The latest SuperConcepts “SMSF Investment Patterns Survey” has revealed an increase in the number of limited recourse borrowing arrangements (LRBA) among SMSF trustees during the 2016 September quarter.

The analysis showed the use of LRBAs among SMSF investors rose during the quarter as indicated in a 7.4 per cent increase in property loan allocations from 70.2 per cent to 75.3 per cent.

At the same time, financial asset loans dropped by 16.9 per cent.

Further, the study found there was a rise from 37.3 per cent to 38 per cent in all direct property holders using gearing.

“The ATO’s safe harbour guidelines around limited recourse borrowing arrangements has led investors to wind up some of their related-party loans in relation to financial assets and focus gearing on property,” SuperConcepts technical and strategic solutions executive manager Phil La Greca said.

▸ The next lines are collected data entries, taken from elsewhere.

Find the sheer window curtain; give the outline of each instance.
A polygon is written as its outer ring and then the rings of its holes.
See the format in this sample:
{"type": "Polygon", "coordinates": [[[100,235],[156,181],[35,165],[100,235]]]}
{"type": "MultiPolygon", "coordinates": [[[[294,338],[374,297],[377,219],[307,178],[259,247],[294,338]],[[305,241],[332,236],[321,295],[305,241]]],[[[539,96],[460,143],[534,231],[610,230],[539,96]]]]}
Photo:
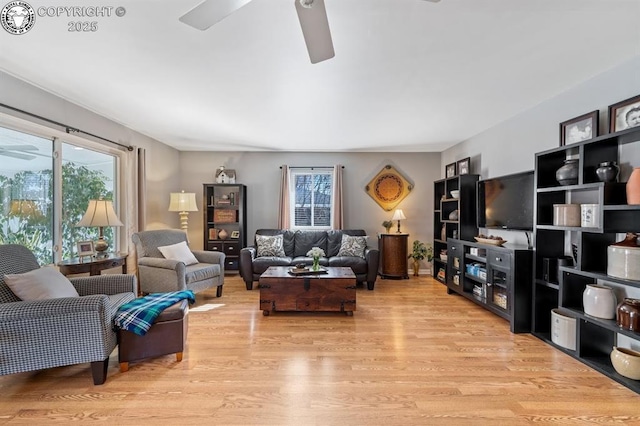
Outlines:
{"type": "Polygon", "coordinates": [[[280,177],[280,204],[278,206],[278,228],[289,229],[291,227],[291,217],[289,213],[289,166],[286,164],[280,167],[282,174],[280,177]]]}
{"type": "MultiPolygon", "coordinates": [[[[290,217],[290,197],[289,197],[289,166],[280,167],[282,174],[280,177],[280,204],[278,208],[278,228],[289,229],[291,227],[290,217]]],[[[333,192],[331,194],[331,203],[333,206],[333,215],[331,217],[331,228],[342,229],[344,226],[344,213],[342,201],[342,169],[343,166],[337,164],[333,167],[333,192]]]]}
{"type": "MultiPolygon", "coordinates": [[[[135,259],[135,246],[131,243],[131,236],[138,231],[144,231],[146,227],[147,217],[147,171],[146,171],[146,152],[144,148],[138,148],[131,151],[127,161],[127,178],[126,182],[133,182],[126,185],[126,214],[127,228],[126,241],[124,247],[128,247],[130,258],[135,259]]],[[[124,187],[124,186],[123,186],[124,187]]],[[[137,262],[127,262],[127,272],[130,274],[137,273],[137,262]]]]}
{"type": "Polygon", "coordinates": [[[333,167],[333,193],[331,204],[333,206],[333,216],[331,218],[332,229],[342,229],[344,226],[344,213],[342,202],[342,165],[336,164],[333,167]]]}

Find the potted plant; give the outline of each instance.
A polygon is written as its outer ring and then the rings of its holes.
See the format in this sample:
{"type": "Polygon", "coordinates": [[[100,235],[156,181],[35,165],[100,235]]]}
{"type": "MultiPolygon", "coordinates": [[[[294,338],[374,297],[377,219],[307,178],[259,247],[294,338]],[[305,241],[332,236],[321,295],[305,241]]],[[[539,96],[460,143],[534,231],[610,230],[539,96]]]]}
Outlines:
{"type": "Polygon", "coordinates": [[[427,261],[431,262],[433,260],[433,247],[427,246],[420,240],[415,240],[413,242],[413,250],[408,258],[413,259],[413,275],[417,277],[420,270],[420,261],[427,259],[427,261]]]}
{"type": "Polygon", "coordinates": [[[393,226],[393,222],[390,220],[385,220],[384,222],[382,222],[382,226],[384,226],[384,229],[387,230],[387,234],[389,233],[389,231],[391,231],[391,227],[393,226]]]}

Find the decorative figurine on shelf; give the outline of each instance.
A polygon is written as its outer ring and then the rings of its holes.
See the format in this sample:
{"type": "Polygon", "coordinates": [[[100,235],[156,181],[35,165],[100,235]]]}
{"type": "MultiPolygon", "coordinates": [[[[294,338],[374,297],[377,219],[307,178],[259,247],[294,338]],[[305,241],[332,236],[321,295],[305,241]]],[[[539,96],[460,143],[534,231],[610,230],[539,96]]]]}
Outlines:
{"type": "Polygon", "coordinates": [[[391,232],[391,227],[393,226],[393,222],[390,220],[385,220],[384,222],[382,222],[382,226],[384,226],[384,229],[387,230],[387,234],[389,232],[391,232]]]}
{"type": "Polygon", "coordinates": [[[216,170],[216,182],[217,183],[236,183],[236,171],[231,169],[225,169],[224,166],[220,166],[216,170]]]}

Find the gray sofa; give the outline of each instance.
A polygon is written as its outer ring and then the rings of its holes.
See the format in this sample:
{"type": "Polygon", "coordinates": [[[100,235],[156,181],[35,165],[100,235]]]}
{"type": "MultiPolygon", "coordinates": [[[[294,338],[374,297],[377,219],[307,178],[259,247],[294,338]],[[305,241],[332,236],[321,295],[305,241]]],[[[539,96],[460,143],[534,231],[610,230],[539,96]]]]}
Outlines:
{"type": "Polygon", "coordinates": [[[329,231],[291,231],[283,229],[258,229],[256,235],[279,235],[283,237],[284,257],[257,257],[257,246],[245,247],[240,250],[240,275],[247,290],[253,289],[253,282],[260,279],[260,275],[269,266],[294,266],[299,263],[310,265],[313,259],[307,257],[312,247],[320,247],[327,257],[320,259],[322,266],[349,266],[356,275],[358,283],[366,283],[369,290],[373,290],[378,275],[380,253],[377,249],[367,247],[364,258],[357,256],[338,256],[342,235],[366,236],[362,229],[344,229],[329,231]]]}

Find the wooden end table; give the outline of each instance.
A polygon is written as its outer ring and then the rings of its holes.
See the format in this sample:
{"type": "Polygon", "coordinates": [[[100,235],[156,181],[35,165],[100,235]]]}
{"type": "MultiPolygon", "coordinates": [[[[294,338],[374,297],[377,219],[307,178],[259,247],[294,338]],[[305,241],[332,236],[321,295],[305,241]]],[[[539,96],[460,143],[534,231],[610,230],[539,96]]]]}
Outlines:
{"type": "Polygon", "coordinates": [[[409,279],[409,234],[380,234],[379,275],[382,278],[409,279]]]}
{"type": "Polygon", "coordinates": [[[60,272],[63,275],[85,274],[87,272],[89,275],[100,275],[101,271],[117,268],[118,266],[122,266],[123,274],[127,273],[126,254],[109,253],[101,257],[74,257],[58,263],[60,272]]]}
{"type": "Polygon", "coordinates": [[[347,267],[324,267],[322,275],[291,275],[291,266],[270,266],[260,276],[260,309],[272,311],[334,311],[353,315],[356,276],[347,267]]]}

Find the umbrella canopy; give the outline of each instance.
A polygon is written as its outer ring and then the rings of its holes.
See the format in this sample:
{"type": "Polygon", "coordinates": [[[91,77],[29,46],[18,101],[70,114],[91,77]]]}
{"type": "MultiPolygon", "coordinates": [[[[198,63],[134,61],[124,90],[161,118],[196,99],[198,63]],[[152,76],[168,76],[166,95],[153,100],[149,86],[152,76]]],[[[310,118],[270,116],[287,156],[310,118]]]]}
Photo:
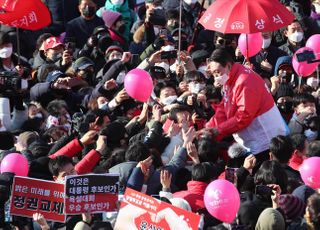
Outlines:
{"type": "Polygon", "coordinates": [[[208,30],[224,34],[250,34],[278,30],[294,18],[278,0],[217,0],[200,23],[208,30]]]}
{"type": "Polygon", "coordinates": [[[0,0],[0,3],[0,24],[38,30],[51,23],[50,12],[41,0],[0,0]]]}

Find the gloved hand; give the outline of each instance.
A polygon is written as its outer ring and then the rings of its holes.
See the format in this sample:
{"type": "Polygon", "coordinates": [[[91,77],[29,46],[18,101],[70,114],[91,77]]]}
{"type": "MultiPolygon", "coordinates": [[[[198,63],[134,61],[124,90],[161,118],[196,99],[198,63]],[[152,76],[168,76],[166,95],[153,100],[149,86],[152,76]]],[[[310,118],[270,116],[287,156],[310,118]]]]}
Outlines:
{"type": "Polygon", "coordinates": [[[152,46],[155,50],[160,50],[161,47],[164,46],[164,39],[157,37],[156,40],[154,40],[152,46]]]}

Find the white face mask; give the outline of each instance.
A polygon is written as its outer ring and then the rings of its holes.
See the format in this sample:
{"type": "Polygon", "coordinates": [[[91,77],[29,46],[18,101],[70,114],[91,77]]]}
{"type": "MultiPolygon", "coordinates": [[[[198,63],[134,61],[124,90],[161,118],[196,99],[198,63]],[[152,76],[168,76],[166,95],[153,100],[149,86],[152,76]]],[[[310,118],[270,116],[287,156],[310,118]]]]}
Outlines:
{"type": "Polygon", "coordinates": [[[116,83],[119,85],[123,84],[125,76],[126,76],[126,72],[121,71],[116,79],[116,83]]]}
{"type": "Polygon", "coordinates": [[[206,87],[205,84],[200,84],[200,83],[189,83],[189,90],[191,93],[199,93],[201,90],[203,90],[206,87]]]}
{"type": "Polygon", "coordinates": [[[187,5],[195,4],[198,0],[183,0],[187,5]]]}
{"type": "Polygon", "coordinates": [[[173,51],[174,46],[171,45],[166,45],[165,47],[162,48],[162,51],[173,51]]]}
{"type": "Polygon", "coordinates": [[[203,65],[198,68],[198,71],[207,78],[207,66],[203,65]]]}
{"type": "Polygon", "coordinates": [[[4,127],[4,126],[2,125],[1,128],[0,128],[0,132],[4,132],[4,131],[7,131],[7,130],[6,130],[6,127],[4,127]]]}
{"type": "Polygon", "coordinates": [[[262,42],[262,49],[266,49],[270,46],[271,44],[271,38],[263,39],[262,42]]]}
{"type": "Polygon", "coordinates": [[[42,113],[37,113],[37,114],[34,115],[34,117],[42,118],[43,116],[42,116],[42,113]]]}
{"type": "Polygon", "coordinates": [[[309,77],[307,79],[307,85],[311,86],[312,88],[316,89],[319,85],[319,79],[315,77],[309,77]]]}
{"type": "Polygon", "coordinates": [[[303,39],[303,33],[296,31],[289,35],[289,39],[293,42],[301,42],[303,39]]]}
{"type": "Polygon", "coordinates": [[[307,129],[304,131],[304,135],[306,136],[308,141],[314,141],[318,137],[318,132],[307,129]]]}
{"type": "Polygon", "coordinates": [[[103,104],[98,104],[98,108],[102,109],[102,110],[107,110],[107,108],[108,108],[107,105],[108,105],[108,102],[106,101],[103,104]]]}
{"type": "Polygon", "coordinates": [[[163,98],[162,100],[161,100],[161,103],[163,104],[163,105],[170,105],[170,104],[172,104],[172,102],[174,102],[175,100],[177,100],[177,96],[176,95],[174,95],[174,96],[169,96],[169,97],[166,97],[166,98],[163,98]]]}
{"type": "Polygon", "coordinates": [[[154,35],[156,35],[156,36],[158,36],[160,33],[159,27],[156,27],[156,26],[153,27],[153,31],[154,31],[154,35]]]}
{"type": "Polygon", "coordinates": [[[160,66],[165,69],[166,73],[169,73],[170,66],[166,62],[157,63],[157,64],[155,64],[155,66],[160,66]]]}
{"type": "Polygon", "coordinates": [[[113,5],[122,5],[124,0],[110,0],[113,5]]]}
{"type": "Polygon", "coordinates": [[[3,47],[0,49],[0,58],[8,58],[12,54],[12,47],[3,47]]]}
{"type": "Polygon", "coordinates": [[[223,75],[220,75],[219,77],[214,78],[214,85],[222,85],[224,86],[226,82],[229,80],[229,75],[224,73],[223,75]]]}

Other survey findings indicated SMSF trustees had upped their allocations to hybrid securities for the quarter from 6.5 per cent to 7 per cent.

“The continued drop in interest rates has given trustees no choice but to seek income elsewhere. The new hybrid capital offer from ANZ has led to increased interest in hybrids, but investors are proceeding with caution as the security generally carries significant risk,” La Greca noted.

SuperConcept’s statistics also showed contributions continued to decline during the quarter, with the average contribution inflow per funds dropping from $10,750 to $3040.

La Greca attributed that trend to ongoing uncertainty about the proposed legislative changes in the area, but was optimistic the trend would change in the coming months.

“Following the government’s September announcement around significant adjustments to proposed superannuation changes, we expect this trend to be reversed and contribution levels to start rising again,” he said.

“With the current $180,000 after-tax contribution cap, and the three-year $540,000 bring-forward rule remaining until 30 June 2017, we’re likely to see a significant uplift in the level of after-tax contributions before the end of the financial year.”

The survey reflects the investment patterns of around 2900 funds administered by Multiport that hold about $3.1 billion in assets.